In the present embodiment, ωmax=0.9, ωmin=0.4, c1=c2=2。
In the present embodiment, before carrying out population initialization in step II -1, need first to ak、bk、ckAnd dkHunting zone
It is determined, the pixel gray level minimum value of image to be split is g wherein described in step IminAnd its minimum value is gmax;Pixel
The Size of Neighborhood of point (m, n) is d × d pixel and the average gray minimum value s of its neighborhoodminAnd its average gray maximum
smax, ak=gmin、…、gmax- 1, bk=gmin+1、…、gmax, ck=smin、…、smax- 1, dk=smin+1、…、smax。
In the present embodiment, d=5.
In actual use, can according to specific needs, the value size to d is adjusted accordingly.
Step 20133, image segmentation:The processor 3 is combined using the fuzzy parameter after optimizing in step 20132, and
Each pixel in the image to be split is classified according to the image partition method based on two dimension fuzzy division maximum entropy,
And image segmentation process is accordingly completed, the target image after being split.

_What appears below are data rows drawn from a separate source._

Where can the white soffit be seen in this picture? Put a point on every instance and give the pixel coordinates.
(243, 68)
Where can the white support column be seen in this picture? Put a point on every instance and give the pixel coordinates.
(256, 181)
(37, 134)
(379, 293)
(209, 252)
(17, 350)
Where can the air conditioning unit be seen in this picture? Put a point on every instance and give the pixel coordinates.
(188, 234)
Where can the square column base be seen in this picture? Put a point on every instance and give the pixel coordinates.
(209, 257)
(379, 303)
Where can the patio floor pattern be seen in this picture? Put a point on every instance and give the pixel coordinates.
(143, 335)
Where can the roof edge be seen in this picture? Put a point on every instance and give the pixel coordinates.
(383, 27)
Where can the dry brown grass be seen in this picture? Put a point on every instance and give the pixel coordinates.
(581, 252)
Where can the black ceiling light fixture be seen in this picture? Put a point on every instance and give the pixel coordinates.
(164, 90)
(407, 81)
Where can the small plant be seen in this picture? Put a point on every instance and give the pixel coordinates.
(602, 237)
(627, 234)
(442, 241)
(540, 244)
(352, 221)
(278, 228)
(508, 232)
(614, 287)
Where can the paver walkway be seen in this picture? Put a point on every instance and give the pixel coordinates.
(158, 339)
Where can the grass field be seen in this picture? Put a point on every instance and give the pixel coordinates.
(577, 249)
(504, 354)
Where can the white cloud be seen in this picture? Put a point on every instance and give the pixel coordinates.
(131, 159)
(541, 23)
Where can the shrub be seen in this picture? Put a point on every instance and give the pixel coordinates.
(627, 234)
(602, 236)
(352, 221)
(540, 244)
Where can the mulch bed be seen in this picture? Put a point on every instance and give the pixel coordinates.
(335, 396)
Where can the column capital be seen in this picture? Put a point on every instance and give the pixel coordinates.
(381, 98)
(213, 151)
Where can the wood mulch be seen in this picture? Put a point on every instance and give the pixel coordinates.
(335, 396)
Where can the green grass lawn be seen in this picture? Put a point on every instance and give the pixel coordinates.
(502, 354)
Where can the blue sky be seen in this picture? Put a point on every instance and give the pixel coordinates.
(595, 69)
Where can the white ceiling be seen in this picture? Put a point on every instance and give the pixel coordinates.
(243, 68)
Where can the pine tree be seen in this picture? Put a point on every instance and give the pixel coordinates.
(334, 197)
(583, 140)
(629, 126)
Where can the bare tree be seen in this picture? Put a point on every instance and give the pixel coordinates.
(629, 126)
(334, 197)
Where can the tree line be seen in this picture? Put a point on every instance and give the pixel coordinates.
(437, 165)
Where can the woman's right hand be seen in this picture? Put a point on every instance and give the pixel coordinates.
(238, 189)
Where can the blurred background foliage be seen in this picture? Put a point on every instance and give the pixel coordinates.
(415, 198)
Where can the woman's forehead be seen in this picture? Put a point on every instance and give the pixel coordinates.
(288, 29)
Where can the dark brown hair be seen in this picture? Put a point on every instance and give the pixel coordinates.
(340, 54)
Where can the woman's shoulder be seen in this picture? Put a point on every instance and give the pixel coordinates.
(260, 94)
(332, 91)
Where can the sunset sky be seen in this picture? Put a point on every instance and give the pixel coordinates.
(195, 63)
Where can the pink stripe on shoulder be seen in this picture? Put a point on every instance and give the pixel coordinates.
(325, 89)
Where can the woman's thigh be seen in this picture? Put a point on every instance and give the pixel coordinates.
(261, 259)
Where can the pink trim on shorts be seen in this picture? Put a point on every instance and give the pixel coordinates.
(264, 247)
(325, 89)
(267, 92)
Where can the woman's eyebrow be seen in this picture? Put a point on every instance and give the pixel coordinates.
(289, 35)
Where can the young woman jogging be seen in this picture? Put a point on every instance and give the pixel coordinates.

In the present embodiment, after the fuzzy parameter after being optimized is combined as (a, b, c, d), according to maximum membership grade principle pair
Pixel is classified:Wherein work as μoDuring (i, j) >=0.5, such pixel is divided into target area, is otherwise divided into background area
Domain, refers to Fig. 4.In Fig. 4, μoGrid where (i, j) >=0.5 is to be expressed as the target area after image segmentation.
The above, is only presently preferred embodiments of the present invention, and not the present invention is imposed any restrictions, every according to the present invention
Any simple modification, change and equivalent structure change that technical spirit is made to above example, still fall within skill of the present invention
In the protection domain of art scheme.